農作業をする猪瀬先生。この田んぼで学校関係者と出会った

 ▽ボランティアは「推しに恥じない行動したいから」
 キムチ販売は今年で7年目を迎える。販売数は増えたが、購入者と学校が、支援する側、される側の関係が固定化されていた。
 外部の人が朝鮮学校に関わることは少ない。補助金問題で抗議運動を行っても参加者は関係者ばかりで、高齢化も課題だった。外部の人々と補助金問題を考える機会になればと、学校は今年からボランティアの募集を開始した。
 告知に20~50代の男女10人が手を挙げた。みんな日本人で、きっかけは人それぞれ。近くに住む50代の女性は「購入するだけでなく、学校のために何かできないかと思って」と話す。

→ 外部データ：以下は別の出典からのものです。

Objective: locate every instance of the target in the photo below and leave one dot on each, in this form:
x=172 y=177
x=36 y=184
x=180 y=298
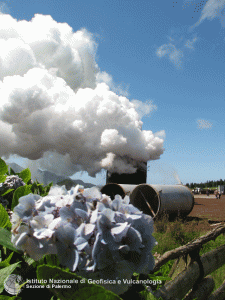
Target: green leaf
x=11 y=172
x=4 y=218
x=25 y=175
x=78 y=291
x=4 y=273
x=21 y=191
x=2 y=178
x=6 y=262
x=3 y=167
x=52 y=260
x=5 y=240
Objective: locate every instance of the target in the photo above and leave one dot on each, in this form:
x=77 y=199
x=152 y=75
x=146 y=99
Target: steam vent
x=140 y=176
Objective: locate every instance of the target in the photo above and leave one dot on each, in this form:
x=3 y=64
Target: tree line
x=207 y=184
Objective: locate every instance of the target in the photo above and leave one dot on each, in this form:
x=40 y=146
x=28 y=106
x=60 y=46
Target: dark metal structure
x=140 y=176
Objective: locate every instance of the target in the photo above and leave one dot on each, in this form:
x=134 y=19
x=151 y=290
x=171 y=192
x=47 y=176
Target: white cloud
x=119 y=89
x=213 y=9
x=204 y=124
x=175 y=55
x=57 y=108
x=189 y=44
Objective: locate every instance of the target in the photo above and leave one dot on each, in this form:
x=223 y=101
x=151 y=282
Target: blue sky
x=166 y=53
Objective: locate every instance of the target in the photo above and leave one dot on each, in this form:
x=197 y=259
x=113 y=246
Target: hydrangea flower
x=13 y=182
x=92 y=235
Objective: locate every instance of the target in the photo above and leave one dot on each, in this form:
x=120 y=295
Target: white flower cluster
x=12 y=182
x=91 y=234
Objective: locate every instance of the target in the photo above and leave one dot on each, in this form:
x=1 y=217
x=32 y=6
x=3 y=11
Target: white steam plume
x=53 y=108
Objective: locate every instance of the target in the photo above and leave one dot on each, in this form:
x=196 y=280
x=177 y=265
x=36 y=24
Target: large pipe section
x=157 y=199
x=154 y=199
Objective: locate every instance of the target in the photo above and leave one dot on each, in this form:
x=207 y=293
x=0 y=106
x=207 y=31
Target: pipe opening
x=146 y=199
x=113 y=189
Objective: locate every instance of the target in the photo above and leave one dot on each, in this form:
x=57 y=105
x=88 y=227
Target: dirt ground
x=209 y=207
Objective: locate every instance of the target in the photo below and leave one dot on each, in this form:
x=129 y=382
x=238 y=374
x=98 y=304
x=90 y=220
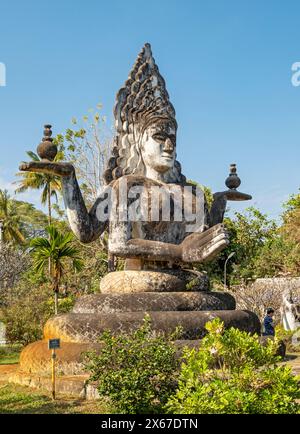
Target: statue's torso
x=159 y=219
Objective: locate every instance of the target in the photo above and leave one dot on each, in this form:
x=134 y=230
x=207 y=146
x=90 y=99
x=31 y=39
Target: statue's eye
x=159 y=137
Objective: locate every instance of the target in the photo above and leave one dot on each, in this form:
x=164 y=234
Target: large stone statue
x=155 y=219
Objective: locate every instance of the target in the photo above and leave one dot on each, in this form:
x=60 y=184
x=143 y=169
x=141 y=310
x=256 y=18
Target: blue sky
x=227 y=65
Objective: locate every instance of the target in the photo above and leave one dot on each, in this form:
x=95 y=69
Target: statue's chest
x=166 y=215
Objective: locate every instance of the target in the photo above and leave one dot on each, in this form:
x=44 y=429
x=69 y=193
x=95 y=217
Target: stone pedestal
x=125 y=298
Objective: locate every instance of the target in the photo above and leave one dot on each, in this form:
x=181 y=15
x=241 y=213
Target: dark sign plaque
x=53 y=344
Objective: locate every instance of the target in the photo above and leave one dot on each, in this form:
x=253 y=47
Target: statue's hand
x=57 y=169
x=202 y=247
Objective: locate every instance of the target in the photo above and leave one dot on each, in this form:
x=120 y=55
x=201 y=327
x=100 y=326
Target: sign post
x=53 y=344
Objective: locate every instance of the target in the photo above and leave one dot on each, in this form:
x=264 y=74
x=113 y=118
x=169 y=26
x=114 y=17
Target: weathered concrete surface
x=132 y=281
x=36 y=358
x=75 y=386
x=149 y=301
x=82 y=327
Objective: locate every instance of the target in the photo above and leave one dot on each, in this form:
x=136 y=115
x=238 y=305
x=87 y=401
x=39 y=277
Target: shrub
x=232 y=373
x=136 y=371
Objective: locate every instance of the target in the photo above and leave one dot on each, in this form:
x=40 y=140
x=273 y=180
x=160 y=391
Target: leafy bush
x=137 y=371
x=232 y=373
x=287 y=337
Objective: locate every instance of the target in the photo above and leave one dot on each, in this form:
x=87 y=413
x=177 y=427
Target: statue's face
x=158 y=147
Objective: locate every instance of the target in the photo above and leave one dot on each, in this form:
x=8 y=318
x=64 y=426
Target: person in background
x=268 y=326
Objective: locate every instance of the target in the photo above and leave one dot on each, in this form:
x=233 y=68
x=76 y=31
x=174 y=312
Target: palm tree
x=59 y=249
x=49 y=184
x=11 y=225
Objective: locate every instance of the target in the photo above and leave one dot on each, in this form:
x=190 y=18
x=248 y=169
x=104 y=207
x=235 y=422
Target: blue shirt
x=268 y=326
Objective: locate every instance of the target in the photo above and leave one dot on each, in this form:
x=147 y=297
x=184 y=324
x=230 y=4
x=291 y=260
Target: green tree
x=232 y=373
x=49 y=184
x=60 y=250
x=136 y=371
x=11 y=220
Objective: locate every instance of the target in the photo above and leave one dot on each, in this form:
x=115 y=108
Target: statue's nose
x=168 y=146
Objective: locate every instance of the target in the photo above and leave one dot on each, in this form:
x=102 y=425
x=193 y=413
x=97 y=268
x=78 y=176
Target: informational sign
x=53 y=344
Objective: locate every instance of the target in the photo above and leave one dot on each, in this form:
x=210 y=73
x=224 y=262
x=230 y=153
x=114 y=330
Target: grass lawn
x=15 y=399
x=9 y=354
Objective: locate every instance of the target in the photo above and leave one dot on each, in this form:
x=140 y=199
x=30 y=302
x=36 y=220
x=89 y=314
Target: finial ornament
x=47 y=150
x=233 y=181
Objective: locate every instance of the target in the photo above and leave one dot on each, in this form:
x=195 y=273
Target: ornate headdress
x=142 y=101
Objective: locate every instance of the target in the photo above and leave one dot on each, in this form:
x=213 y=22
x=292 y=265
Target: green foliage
x=9 y=354
x=232 y=372
x=26 y=312
x=137 y=371
x=11 y=219
x=49 y=184
x=59 y=251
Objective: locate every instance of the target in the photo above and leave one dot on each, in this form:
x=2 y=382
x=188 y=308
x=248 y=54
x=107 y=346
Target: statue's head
x=145 y=124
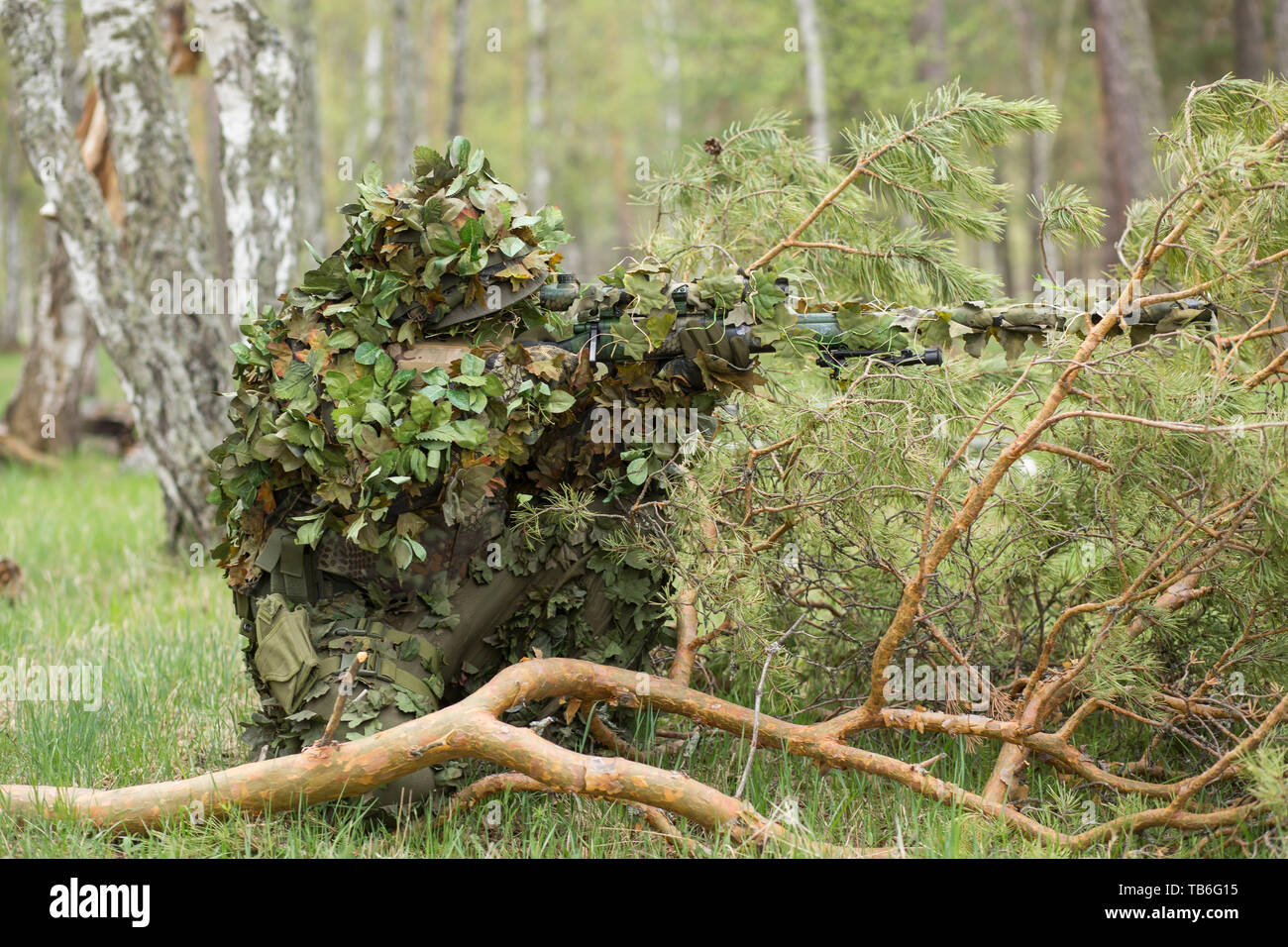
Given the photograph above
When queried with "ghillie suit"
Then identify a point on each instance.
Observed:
(391, 419)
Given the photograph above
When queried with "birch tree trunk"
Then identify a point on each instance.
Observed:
(374, 72)
(539, 90)
(59, 365)
(171, 363)
(308, 127)
(403, 77)
(1249, 40)
(815, 81)
(11, 245)
(460, 30)
(1131, 101)
(56, 369)
(1042, 144)
(1279, 33)
(665, 53)
(930, 34)
(256, 85)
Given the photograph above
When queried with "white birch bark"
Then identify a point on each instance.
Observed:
(256, 84)
(815, 77)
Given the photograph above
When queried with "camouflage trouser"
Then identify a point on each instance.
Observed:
(434, 631)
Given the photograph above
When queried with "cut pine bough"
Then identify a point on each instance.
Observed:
(473, 729)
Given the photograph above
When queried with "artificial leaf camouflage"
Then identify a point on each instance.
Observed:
(391, 416)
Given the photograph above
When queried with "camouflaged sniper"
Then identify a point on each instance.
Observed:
(386, 425)
(428, 379)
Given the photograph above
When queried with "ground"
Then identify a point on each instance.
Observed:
(102, 589)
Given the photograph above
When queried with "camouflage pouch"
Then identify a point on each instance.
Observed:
(284, 656)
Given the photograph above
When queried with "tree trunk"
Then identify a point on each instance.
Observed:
(665, 54)
(1131, 102)
(1249, 40)
(1279, 30)
(58, 368)
(539, 163)
(374, 71)
(930, 34)
(308, 127)
(815, 81)
(1042, 144)
(403, 77)
(171, 363)
(460, 31)
(254, 77)
(11, 245)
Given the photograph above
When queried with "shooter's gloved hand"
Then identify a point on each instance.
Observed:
(716, 341)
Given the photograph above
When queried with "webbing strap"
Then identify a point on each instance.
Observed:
(385, 671)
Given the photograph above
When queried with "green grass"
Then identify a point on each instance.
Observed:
(101, 589)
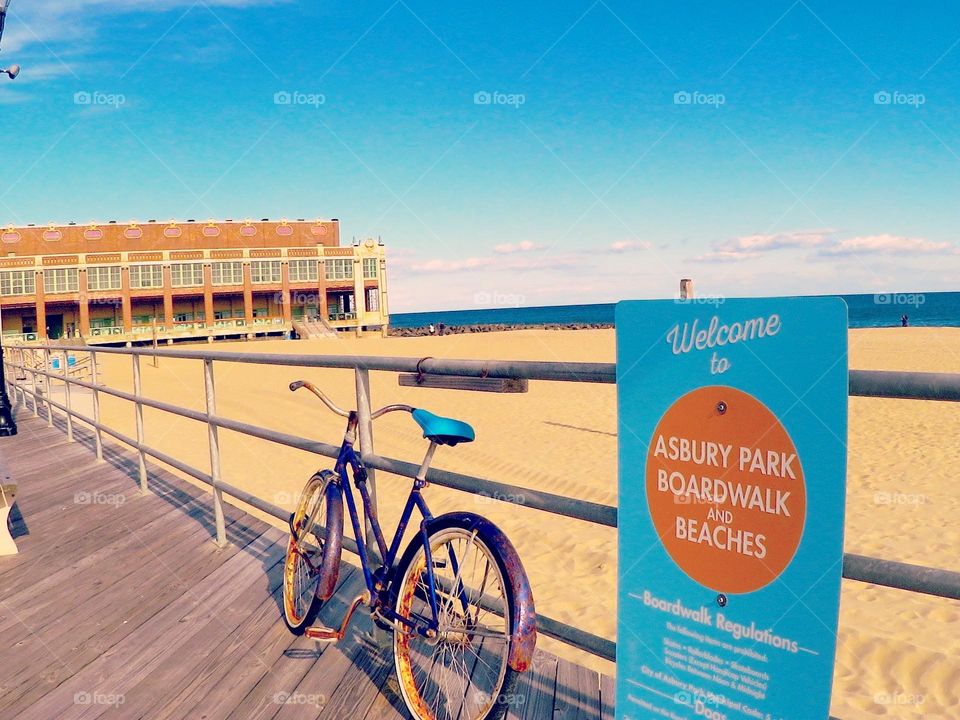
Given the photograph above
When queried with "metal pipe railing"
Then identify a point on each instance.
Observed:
(903, 385)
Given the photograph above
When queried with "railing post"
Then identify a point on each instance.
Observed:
(36, 389)
(214, 440)
(66, 395)
(137, 391)
(94, 379)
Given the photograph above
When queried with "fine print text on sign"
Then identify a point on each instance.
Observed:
(732, 470)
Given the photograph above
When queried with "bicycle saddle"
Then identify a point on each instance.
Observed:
(441, 430)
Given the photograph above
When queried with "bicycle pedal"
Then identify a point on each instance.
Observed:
(322, 634)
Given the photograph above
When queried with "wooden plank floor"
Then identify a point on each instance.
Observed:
(120, 605)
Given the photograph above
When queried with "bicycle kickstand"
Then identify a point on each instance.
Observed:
(326, 634)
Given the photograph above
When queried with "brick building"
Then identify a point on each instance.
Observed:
(126, 283)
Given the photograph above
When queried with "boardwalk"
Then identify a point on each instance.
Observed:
(120, 605)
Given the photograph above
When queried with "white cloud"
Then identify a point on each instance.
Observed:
(622, 246)
(438, 265)
(522, 246)
(887, 245)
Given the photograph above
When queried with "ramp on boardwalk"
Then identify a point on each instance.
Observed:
(120, 605)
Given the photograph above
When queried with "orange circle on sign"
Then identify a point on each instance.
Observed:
(725, 489)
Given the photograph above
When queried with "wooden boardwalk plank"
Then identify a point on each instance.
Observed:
(132, 612)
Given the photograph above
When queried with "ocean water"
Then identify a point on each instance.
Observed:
(940, 309)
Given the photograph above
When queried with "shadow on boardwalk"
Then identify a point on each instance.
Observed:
(121, 605)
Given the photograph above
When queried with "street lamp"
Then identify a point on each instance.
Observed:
(7, 425)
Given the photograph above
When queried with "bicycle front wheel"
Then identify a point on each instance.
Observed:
(462, 673)
(312, 564)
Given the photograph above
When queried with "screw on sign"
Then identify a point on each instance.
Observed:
(726, 490)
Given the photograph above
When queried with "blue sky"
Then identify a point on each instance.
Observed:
(529, 154)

Kポップファンだという30代女性は、「韓国にいる『推し』に恥じないことをしたいと思った」と明かしてくれた。

キムチを手渡すボランティア

 ▽「また来たい」後日届いたメッセージ
 ボランティアは保護者らとキムチの箱詰めや発送作業を行い、イベントに来た客に商品を手渡した。休憩時には好きなキムチや韓国ドラマの話で盛り上がり、学校に関する質問も相次いだ。
 後日、ボランティアからこんなメッセージが学校に届いた。
 「キムチの発送作業以外にも何かあれば声をかけてほしい」「また来たい」
 ある学校関係者は「募集前は緊張したが、すてきな縁にめぐまれた」と笑顔を見せた。